Referatsleiter Gödde findet es zwar „bemerkenswert“, dass die Erlengründer 40 Jahre DDR überstanden haben, dennoch dürfe es keine Sonderbehandlung geben. Gödde hat nun vorgeschlagen, das Gebiet an die Kleingärtner zu verpachten. Für die Erlengründer aber ist die zehnjährige Pacht des Uferstreifens keine langfristige Perspektive, auch wollen sie nicht von einer Behörde abhängig sein.
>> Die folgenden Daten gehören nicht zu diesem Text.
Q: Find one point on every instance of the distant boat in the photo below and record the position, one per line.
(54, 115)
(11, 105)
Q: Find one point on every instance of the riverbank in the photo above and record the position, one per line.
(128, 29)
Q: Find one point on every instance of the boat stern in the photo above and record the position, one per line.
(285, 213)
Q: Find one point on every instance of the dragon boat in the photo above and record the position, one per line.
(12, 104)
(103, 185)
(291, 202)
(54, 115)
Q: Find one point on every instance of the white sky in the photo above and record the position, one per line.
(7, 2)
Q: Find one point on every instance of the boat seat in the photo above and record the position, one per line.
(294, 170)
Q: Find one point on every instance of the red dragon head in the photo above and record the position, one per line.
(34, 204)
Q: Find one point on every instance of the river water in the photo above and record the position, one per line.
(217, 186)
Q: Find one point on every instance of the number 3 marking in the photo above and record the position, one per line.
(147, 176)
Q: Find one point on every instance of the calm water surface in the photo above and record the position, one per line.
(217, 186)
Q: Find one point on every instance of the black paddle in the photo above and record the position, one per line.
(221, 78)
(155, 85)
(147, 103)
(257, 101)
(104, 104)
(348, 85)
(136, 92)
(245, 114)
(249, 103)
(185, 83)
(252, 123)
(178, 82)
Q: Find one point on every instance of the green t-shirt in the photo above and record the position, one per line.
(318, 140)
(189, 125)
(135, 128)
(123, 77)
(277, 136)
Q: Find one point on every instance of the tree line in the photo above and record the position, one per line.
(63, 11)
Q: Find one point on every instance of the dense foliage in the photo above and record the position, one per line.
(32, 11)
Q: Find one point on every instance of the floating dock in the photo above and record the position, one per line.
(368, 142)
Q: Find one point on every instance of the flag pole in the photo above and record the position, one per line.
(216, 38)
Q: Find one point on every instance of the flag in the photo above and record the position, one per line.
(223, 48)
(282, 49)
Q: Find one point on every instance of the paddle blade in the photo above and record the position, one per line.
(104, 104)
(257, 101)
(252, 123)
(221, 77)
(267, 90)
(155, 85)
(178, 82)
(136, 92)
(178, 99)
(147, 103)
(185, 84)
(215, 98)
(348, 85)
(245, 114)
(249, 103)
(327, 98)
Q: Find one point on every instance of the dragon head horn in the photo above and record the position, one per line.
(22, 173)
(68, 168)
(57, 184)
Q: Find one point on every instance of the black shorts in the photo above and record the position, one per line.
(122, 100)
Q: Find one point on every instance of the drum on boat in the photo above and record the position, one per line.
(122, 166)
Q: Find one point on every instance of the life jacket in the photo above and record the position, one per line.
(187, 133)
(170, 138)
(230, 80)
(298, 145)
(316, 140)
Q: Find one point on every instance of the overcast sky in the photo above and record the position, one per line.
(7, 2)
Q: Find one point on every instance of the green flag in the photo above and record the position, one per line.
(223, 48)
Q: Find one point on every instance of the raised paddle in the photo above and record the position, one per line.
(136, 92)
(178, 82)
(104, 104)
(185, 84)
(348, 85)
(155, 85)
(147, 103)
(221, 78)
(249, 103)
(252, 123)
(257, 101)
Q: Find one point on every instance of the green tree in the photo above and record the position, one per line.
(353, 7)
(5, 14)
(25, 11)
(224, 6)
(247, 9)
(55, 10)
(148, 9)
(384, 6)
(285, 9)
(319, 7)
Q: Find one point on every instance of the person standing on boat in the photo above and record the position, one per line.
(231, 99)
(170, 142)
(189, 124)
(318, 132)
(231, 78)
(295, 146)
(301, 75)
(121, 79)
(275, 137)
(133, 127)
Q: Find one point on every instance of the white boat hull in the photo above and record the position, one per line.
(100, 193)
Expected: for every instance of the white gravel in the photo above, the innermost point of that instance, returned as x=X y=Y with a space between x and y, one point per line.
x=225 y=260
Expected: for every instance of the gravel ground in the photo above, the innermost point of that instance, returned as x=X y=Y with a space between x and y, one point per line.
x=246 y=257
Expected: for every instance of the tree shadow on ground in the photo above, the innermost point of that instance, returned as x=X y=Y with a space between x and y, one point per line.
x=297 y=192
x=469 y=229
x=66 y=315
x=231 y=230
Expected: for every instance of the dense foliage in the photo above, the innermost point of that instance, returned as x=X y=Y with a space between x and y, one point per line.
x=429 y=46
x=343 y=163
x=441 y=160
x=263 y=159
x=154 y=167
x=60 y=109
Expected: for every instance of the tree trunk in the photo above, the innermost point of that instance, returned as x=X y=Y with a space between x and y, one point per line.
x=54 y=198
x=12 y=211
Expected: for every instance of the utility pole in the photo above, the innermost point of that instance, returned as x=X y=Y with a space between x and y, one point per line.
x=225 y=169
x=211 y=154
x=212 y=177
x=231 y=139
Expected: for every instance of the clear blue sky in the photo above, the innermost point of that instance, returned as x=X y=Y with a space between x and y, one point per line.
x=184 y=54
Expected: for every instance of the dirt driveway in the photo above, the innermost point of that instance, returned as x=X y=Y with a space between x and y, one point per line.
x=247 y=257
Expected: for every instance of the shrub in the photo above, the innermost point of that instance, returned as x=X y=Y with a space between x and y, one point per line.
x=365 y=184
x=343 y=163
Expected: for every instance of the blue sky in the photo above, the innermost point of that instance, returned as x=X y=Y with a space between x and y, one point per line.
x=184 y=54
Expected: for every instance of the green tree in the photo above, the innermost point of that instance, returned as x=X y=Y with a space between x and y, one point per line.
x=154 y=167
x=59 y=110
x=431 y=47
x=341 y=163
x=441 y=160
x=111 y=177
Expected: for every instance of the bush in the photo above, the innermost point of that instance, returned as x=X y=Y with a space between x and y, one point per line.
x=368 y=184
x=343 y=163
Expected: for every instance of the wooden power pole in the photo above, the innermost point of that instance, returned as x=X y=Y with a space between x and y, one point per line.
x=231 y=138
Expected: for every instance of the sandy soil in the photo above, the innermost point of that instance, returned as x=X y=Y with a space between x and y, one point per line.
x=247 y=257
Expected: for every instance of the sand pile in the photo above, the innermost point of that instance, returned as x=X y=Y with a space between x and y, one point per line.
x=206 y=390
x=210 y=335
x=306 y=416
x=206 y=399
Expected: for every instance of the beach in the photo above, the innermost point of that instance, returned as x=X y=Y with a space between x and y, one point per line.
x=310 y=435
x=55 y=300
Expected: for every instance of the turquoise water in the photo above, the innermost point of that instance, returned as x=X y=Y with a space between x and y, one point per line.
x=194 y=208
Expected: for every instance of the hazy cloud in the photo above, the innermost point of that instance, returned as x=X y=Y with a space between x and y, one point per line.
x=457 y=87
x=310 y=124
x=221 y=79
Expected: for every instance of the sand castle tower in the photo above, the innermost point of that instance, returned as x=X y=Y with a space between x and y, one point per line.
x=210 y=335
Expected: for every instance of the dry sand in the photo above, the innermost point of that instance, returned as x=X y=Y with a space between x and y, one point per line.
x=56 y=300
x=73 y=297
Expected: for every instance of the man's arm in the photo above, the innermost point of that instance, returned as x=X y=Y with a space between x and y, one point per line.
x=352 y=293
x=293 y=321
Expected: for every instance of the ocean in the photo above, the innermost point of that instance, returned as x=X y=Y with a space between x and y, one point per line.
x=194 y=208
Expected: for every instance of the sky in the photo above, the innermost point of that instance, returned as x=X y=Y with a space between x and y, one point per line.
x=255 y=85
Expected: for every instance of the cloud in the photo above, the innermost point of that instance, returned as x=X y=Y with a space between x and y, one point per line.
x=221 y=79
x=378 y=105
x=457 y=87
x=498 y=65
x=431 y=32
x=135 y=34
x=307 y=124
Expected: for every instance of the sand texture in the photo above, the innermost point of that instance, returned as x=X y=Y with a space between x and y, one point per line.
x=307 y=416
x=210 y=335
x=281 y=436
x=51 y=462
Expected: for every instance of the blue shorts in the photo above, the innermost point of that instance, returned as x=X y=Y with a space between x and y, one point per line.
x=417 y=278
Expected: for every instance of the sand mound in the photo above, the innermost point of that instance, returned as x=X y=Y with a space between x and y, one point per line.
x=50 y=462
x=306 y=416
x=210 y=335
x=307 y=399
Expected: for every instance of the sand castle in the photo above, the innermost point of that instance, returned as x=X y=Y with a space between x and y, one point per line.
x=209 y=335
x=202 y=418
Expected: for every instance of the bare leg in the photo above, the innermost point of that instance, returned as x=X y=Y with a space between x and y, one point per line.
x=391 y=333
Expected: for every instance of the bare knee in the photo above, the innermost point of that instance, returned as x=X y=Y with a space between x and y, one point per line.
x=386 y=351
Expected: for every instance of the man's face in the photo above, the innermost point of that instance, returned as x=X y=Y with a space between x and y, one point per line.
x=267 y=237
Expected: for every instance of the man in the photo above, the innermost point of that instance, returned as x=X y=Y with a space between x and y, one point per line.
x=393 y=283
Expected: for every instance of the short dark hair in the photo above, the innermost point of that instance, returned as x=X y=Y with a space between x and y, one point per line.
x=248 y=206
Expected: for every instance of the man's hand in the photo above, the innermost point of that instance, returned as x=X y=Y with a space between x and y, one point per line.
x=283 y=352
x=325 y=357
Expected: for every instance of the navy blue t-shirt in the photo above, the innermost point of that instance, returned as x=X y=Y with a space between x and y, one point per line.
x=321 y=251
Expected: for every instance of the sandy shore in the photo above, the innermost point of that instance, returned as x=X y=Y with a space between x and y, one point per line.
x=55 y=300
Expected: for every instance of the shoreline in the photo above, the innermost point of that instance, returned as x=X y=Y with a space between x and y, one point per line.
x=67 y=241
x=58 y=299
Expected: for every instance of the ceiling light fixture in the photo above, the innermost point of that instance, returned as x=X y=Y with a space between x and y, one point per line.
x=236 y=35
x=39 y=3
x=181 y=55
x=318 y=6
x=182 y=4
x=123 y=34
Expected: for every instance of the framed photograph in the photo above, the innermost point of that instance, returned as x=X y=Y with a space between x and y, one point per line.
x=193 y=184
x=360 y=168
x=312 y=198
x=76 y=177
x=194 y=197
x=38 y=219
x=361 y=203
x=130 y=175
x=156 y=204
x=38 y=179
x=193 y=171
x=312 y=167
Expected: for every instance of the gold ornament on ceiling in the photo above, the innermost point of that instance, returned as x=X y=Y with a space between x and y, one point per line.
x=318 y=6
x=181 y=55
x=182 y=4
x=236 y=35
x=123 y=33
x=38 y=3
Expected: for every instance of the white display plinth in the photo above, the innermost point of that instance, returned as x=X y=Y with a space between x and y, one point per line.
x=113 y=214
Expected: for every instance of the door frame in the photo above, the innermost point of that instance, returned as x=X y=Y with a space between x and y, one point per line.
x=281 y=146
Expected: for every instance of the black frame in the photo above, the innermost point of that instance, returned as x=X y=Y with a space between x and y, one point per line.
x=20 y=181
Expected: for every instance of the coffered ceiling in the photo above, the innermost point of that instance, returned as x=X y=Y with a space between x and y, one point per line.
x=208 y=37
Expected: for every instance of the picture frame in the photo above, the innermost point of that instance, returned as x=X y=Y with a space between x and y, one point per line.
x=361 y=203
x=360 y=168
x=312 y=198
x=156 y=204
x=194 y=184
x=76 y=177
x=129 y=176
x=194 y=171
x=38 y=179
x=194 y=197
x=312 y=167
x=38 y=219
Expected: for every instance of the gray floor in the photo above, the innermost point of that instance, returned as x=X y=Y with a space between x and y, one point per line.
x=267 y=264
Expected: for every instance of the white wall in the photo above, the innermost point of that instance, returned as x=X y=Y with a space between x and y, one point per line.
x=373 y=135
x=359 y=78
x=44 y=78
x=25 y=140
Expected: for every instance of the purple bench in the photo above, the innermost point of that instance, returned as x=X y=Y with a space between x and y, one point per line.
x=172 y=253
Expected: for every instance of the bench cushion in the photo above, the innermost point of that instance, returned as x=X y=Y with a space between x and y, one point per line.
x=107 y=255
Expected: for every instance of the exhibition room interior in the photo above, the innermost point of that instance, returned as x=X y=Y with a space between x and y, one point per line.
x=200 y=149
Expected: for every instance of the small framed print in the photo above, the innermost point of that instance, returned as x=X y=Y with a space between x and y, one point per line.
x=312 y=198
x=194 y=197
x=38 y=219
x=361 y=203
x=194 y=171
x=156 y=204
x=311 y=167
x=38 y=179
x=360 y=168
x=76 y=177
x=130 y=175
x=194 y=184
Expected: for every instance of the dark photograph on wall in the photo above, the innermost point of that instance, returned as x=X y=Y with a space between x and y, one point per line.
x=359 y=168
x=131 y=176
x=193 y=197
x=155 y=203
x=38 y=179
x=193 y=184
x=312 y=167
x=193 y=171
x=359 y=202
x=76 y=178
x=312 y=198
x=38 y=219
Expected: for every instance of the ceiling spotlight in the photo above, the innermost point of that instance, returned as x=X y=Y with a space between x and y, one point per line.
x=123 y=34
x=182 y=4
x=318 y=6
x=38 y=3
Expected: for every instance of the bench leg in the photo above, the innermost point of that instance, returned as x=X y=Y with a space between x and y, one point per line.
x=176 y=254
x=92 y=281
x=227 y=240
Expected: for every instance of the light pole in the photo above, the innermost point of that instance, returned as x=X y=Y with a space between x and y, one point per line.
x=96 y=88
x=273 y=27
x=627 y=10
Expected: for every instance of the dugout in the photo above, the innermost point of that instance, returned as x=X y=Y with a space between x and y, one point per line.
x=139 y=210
Wie es weitergeht, ist offen, beide Seiten beharren auf ihrer Position. Status quo im Spandauer Forst. Als Kompromiss war einmal im Gespräch, das Gelände als historischen Ort für Besucher zu öffnen. Spannende Geschichten gibt es allemal: Als es die DDR noch gab, konnten die Erlengründer nur dann in ihre Lauben, wenn sie zu bestimmten Öffnungszeiten an der Mauer klingelten. „Honecker bitte zweimal klingeln“, hatte in den 80er Jahren jemand von der Westseite neben den Eingang geschrieben. Wer zu spät kam, musste draußen bleiben. Und wer nicht rechtzeitig wieder ging, musste im Scheinwerferlicht der Grenzanlagen übernachten. Sogar Republikflucht gab es: In den 60ern soll ein Grenzer einmal mit zwei Erlengründern als Geiseln in den Westen gelangt sein. Insgesamt war es damals aber ruhiger, sagt Hans Flügel: „Eingebrochen wurde hier erst nach der Wende. Wir haben nie abgeschlossen.“ Zurück haben möchte er die alten Zeiten nicht: „Heute können wir kommen und gehen, wann wir wollen, baden, Rad fahren, wandern ohne Ende.“ Ein Gefängnis bleibt eben ein Gefängnis.